China has attained the ability to mass produce spent nuclear fuel shipping containers thanks to recent achievements by China National Nuclear Corp (CNNC), according to media reports.
The milestone was marked by the prototype unit of "Longzhou-CNSC" shipping containers of spent nuclear fuel, a national-level major scientific and technological project led and researched by CNNC.
The containers have passed the initial tests and can begin mass production on Wednesday, according to a post on the website of CNNC.
CNNC's success fills a technology gap in China and breaks the foreign monopoly in this area, the Beijing-based Science and Technology Daily newspaper reported on Sunday.
The CNNC project can carry 21 sets of spent nuclear fuel assemblies, and Xi'an Nuclear Equipment Co is the manufacturer, the report said.
According to transport regulations and provisions developed by the International Atomic Energy Agency, shipping containers have to be tested under hypothetical accidental conditions.
CNNC has built a testing platform for digital simulation and experimental verification, an industry insider told the Science and Technology Daily.
"The workload in the design stage was immense. For instance, one of the simulations required 24-hour nonstop calculations for one week," Wang Qing, project manager in the research and development team, was quoted saying in the report.
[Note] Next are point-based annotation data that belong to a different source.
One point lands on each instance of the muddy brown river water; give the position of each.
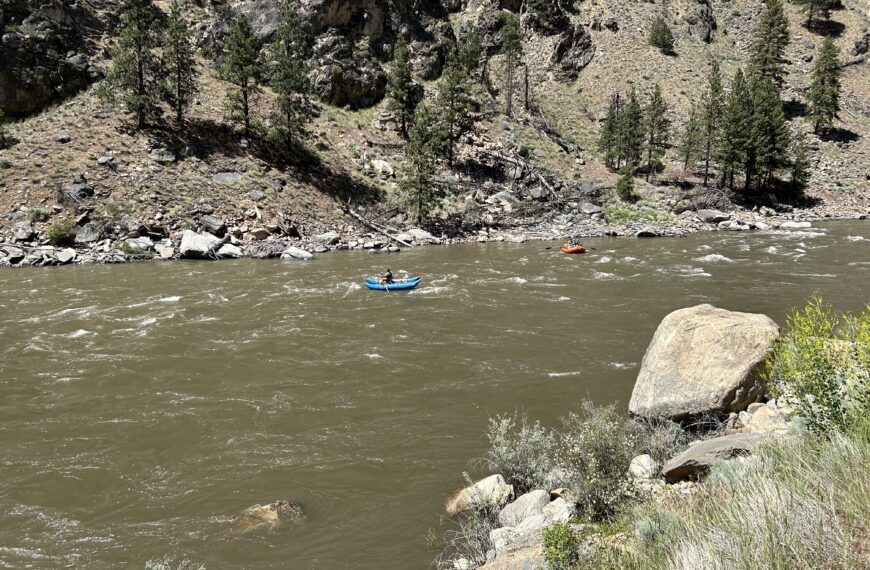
(140, 404)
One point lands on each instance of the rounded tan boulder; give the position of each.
(703, 360)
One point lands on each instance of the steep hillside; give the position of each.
(534, 168)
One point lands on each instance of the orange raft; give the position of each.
(568, 248)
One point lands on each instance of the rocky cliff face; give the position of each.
(44, 53)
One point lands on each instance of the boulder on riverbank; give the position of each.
(703, 360)
(492, 489)
(200, 246)
(698, 459)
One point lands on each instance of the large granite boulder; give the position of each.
(201, 246)
(526, 506)
(703, 360)
(492, 489)
(697, 460)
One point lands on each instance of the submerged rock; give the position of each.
(703, 360)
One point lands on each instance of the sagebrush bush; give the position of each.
(821, 365)
(798, 503)
(560, 546)
(61, 232)
(595, 450)
(469, 539)
(37, 214)
(660, 36)
(660, 438)
(522, 451)
(625, 184)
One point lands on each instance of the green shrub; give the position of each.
(660, 36)
(560, 546)
(61, 232)
(37, 214)
(625, 184)
(821, 365)
(594, 452)
(521, 451)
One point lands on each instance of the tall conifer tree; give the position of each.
(657, 128)
(243, 68)
(401, 98)
(137, 71)
(290, 81)
(736, 129)
(511, 46)
(691, 141)
(630, 131)
(824, 95)
(712, 108)
(769, 40)
(181, 70)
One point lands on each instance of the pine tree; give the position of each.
(4, 141)
(691, 141)
(824, 95)
(468, 52)
(816, 8)
(401, 98)
(770, 38)
(243, 68)
(799, 162)
(511, 46)
(182, 73)
(607, 140)
(417, 187)
(290, 81)
(770, 137)
(625, 184)
(454, 103)
(137, 71)
(712, 108)
(660, 36)
(630, 131)
(736, 129)
(657, 128)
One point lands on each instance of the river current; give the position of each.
(142, 404)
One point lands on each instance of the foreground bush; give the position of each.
(61, 232)
(799, 503)
(821, 365)
(595, 450)
(521, 451)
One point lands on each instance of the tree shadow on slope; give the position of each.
(208, 140)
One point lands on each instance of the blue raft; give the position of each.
(397, 285)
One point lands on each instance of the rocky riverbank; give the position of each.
(702, 363)
(30, 241)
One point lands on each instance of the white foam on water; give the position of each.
(604, 276)
(714, 258)
(79, 333)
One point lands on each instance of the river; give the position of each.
(142, 403)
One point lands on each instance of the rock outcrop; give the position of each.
(492, 489)
(698, 459)
(703, 360)
(43, 53)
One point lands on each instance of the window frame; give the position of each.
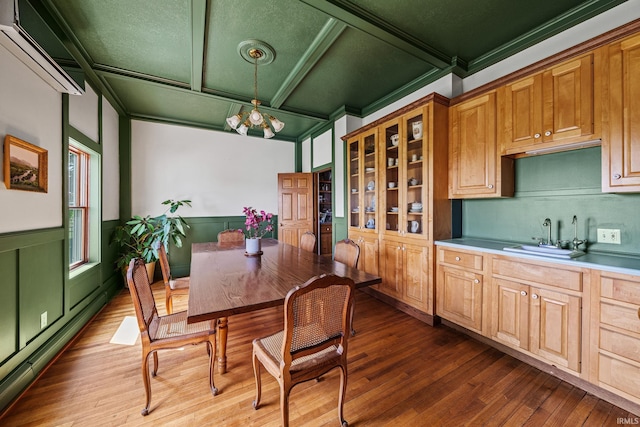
(81, 203)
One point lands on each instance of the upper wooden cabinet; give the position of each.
(362, 170)
(621, 142)
(550, 109)
(406, 174)
(475, 166)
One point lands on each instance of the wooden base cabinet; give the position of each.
(405, 274)
(460, 287)
(537, 307)
(615, 339)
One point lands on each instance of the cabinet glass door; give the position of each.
(416, 177)
(390, 133)
(370, 173)
(354, 182)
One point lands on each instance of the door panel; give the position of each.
(295, 206)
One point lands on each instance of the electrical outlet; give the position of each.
(609, 235)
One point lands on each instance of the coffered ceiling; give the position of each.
(178, 61)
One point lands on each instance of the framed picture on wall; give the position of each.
(25, 165)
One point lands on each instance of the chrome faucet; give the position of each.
(547, 223)
(576, 242)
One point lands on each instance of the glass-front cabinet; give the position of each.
(363, 178)
(406, 175)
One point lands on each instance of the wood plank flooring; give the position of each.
(402, 372)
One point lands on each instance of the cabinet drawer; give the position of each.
(619, 288)
(620, 316)
(460, 259)
(537, 273)
(621, 344)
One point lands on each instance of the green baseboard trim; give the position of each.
(14, 384)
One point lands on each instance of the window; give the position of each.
(78, 207)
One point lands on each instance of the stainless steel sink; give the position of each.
(545, 251)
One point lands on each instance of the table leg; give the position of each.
(222, 345)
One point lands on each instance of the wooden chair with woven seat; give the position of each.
(231, 236)
(308, 241)
(313, 342)
(179, 286)
(164, 332)
(347, 252)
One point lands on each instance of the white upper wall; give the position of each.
(111, 163)
(220, 172)
(30, 110)
(83, 113)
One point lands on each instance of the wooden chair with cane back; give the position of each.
(313, 342)
(179, 286)
(164, 332)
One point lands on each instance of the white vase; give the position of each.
(253, 246)
(417, 130)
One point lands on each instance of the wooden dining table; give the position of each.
(225, 281)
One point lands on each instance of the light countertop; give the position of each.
(599, 261)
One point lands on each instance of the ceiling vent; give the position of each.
(17, 41)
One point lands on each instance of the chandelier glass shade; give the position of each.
(241, 122)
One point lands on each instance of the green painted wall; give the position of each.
(557, 186)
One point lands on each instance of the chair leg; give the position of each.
(211, 349)
(155, 363)
(256, 373)
(343, 390)
(353, 310)
(284, 404)
(169, 303)
(146, 381)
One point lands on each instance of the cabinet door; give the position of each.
(391, 268)
(460, 297)
(476, 170)
(363, 172)
(392, 204)
(621, 150)
(415, 184)
(415, 289)
(569, 89)
(510, 313)
(555, 327)
(369, 253)
(522, 113)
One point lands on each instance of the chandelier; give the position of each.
(255, 119)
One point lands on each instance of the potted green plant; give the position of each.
(140, 236)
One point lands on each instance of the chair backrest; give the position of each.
(347, 252)
(308, 241)
(143, 301)
(317, 316)
(164, 264)
(231, 236)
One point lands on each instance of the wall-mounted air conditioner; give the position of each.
(16, 40)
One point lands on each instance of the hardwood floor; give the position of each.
(402, 372)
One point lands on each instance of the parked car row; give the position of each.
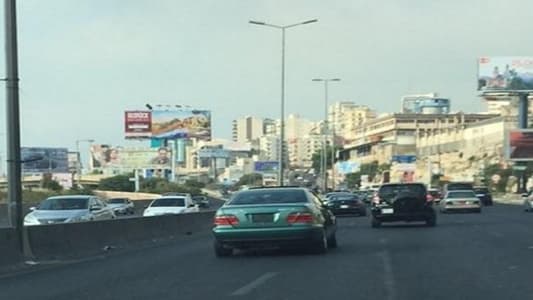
(84, 208)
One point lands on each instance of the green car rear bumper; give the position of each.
(265, 237)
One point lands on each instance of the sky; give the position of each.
(82, 63)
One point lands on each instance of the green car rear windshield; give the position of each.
(269, 197)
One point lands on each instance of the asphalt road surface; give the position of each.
(467, 256)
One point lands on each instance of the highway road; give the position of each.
(467, 256)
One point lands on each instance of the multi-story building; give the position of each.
(397, 134)
(247, 129)
(461, 152)
(505, 104)
(345, 117)
(425, 104)
(269, 147)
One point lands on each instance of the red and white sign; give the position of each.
(138, 124)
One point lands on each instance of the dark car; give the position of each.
(346, 204)
(434, 195)
(201, 201)
(364, 196)
(484, 195)
(402, 202)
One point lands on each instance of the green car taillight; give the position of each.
(300, 218)
(226, 220)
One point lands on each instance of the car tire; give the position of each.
(431, 222)
(375, 223)
(332, 241)
(221, 251)
(321, 247)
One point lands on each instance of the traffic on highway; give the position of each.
(267, 150)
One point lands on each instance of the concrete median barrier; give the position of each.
(9, 247)
(80, 239)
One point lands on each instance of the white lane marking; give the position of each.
(254, 284)
(388, 279)
(496, 234)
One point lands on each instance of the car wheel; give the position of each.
(432, 221)
(221, 251)
(332, 241)
(376, 223)
(321, 247)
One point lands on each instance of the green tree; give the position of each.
(353, 180)
(250, 179)
(161, 186)
(317, 158)
(120, 183)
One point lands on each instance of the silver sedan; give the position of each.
(460, 201)
(69, 209)
(528, 201)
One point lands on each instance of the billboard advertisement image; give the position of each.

The development and manufacturing project for the shipping containers involves a series of sub-projects, including containers for new fuel and spent nuclear fuel.
These containers cover all fuel models related to transportable experimental reactors and pressurized water reactors and other new types of nuclear fuel, the report noted.
Under China's long-term nuclear development plan, by 2020, installed nuclear power capacity is expected to reach 58 million kilowatts, with spent nuclear fuel standing at more than 7,000 tons. The amount of spent fuel is expected to double by 2025, according to the report.
The project was launched in 2009 and contracted to CNNC in December 2010 by the National Energy Administration.